Annie Lefforge is a designer interested in visual beauty and how it functions to make the world a better place. Currently at Handled.


First: I was so interested in the Invisible Women episode of 99% Invisible that I bought the book shortly after. Data bias is something I haven’t thought a lot about in the past, but I was very entertained by Caroline Criado-Perez’s account of how a lack of gender-disaggregated data is extremely harmful to women.

As a woman – and someone who is very interested in gender studies – I was angry to find that studies involving solely male subjects can be fatal to women. Criado-Perez’s example of car crash dummies was particularly terrible. Considering this book is relatively new (published in March of 2019, only a little over a year ago) it shocks me that Criado-Perez is one of the first to bring light to this issue. It also makes me wonder what we can do to change it.
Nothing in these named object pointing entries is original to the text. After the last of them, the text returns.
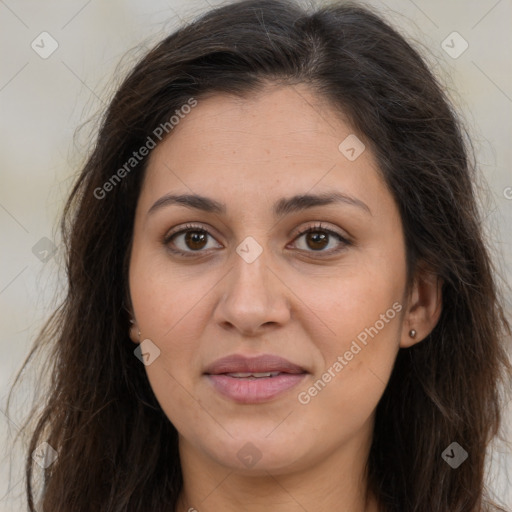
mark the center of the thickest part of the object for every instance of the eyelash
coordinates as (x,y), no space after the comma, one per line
(317,227)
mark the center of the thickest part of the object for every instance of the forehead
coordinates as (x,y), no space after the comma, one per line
(279,142)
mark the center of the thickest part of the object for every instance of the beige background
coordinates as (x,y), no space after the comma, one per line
(42,102)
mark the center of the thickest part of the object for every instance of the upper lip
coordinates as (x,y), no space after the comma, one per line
(260,364)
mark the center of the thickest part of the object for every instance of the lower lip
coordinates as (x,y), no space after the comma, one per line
(254,391)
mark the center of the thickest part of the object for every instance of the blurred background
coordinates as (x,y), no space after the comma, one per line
(61,61)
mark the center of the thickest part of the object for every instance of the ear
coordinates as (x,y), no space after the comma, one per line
(134,333)
(424,307)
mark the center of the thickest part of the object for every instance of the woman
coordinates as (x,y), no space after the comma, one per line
(279,292)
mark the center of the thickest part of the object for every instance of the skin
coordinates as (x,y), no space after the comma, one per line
(291,301)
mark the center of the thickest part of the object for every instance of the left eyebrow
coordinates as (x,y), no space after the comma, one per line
(282,207)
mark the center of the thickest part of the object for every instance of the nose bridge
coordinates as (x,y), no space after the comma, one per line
(253,294)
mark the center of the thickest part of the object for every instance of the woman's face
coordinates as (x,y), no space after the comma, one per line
(244,282)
This is where IDEO comes in, along with the importance of empathizing with our entire audience, not just a select group. It’s easy to collect data from the people around you - people who are typically like you. But it’s becoming increasingly clear how much our biases further harm minorities. It’s a vicious cycle that starts with racism and sexism (from which stems classism, which manifests as segregated communities and so on). The intersections of these are particularly tricky. Black women face more harm from data bias than white women - white men are the most represented group in all data, which perpetuates their cultural dominance.

The importance of empathy for everyone has become apparent in these readings. Empathy isn’t just about a client or a research group - it’s about who you include in these circles, and the representation within them. A future-facing solution to these problems is simple: collect data that represents everyone, not just the racial and gender makeup of an organization.